Look at Sennheisers dumb (or pathetic) ass... The fuck is the HD800 and it's siblings? You put out a relatively good headphone with the 600 series, and then you release this kilobuck+ 800 series plagued with lower end distortion, ON TOP of being a treble spike ear rape nightmare without EQ. And then they supposedly quelled that treble spike (A BIT, not completely or anywhere close to such) with the HD800S, but made the bass distortion worse.

So if a company of that pedigree and size can suffer this sort of nonsense, and here we have a test rig in the $40,000+ range with compromises.. It only stands to reason 95%+ of players in this field are just shooting from the hip anytime they introduce a new product-line.

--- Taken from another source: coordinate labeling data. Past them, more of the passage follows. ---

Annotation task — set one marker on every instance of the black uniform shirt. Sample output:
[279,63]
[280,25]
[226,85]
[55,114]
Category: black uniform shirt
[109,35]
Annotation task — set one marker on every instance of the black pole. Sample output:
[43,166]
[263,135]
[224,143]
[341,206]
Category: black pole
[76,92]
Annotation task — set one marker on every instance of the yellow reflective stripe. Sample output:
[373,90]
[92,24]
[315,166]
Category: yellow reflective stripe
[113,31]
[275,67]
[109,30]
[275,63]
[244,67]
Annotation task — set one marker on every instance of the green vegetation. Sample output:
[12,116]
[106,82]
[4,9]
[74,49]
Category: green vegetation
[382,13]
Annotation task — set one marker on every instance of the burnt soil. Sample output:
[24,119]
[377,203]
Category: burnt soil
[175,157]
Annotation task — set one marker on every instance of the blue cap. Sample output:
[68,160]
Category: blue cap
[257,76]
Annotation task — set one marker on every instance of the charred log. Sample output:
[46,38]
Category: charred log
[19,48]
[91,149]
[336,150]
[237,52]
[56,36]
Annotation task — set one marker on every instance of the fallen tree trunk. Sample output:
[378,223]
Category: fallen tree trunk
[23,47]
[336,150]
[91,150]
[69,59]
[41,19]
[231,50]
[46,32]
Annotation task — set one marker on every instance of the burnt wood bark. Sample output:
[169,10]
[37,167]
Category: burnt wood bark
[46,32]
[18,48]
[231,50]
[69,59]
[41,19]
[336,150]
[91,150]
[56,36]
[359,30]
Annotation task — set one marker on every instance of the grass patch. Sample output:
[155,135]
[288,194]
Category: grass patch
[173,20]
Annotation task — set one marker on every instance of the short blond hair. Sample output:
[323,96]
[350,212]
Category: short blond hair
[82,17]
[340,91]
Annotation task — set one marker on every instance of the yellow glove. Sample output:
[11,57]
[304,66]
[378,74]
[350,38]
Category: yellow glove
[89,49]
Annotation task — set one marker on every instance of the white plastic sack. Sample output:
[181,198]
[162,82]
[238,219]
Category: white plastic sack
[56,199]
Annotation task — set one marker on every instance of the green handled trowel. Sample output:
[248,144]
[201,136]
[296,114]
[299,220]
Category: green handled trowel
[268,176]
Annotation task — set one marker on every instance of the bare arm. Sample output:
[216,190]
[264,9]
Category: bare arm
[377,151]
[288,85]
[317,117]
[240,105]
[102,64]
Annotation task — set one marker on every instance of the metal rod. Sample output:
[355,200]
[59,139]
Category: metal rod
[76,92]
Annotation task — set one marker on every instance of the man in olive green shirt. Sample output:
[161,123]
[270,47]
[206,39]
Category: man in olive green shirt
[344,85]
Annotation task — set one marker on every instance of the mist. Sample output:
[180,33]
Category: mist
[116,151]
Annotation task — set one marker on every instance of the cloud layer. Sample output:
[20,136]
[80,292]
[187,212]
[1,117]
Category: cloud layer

I personally would've wished we either went the headphone route instead of speakers (those things look doomed as shit from a progress perspective, spending thousands on passive speakers and power amps that are being slapped around for LITERALLY half a decade+ by the Benchmark ABH2). Speakers seem more to be progressing if they're coming in powered variants moreso than passives. But anyway, yeah headphones seem interesting and somewhat manageable (still don't understand how speakers with separate drivers for Bass, handled by the subwoofer, mid-range handled by the standard speaker woofer, and treble handled by the tweeter) can still produce so many awfully performing speakers, with awful crossover points and just distortion galore without a sub woofer. Meanwhile headphones with one driver still somewhat are doing okay (yeah yeah, I know, night and day power demands leading to easier time with lower powered devices requirements).

So even with my favoritism towards headphones..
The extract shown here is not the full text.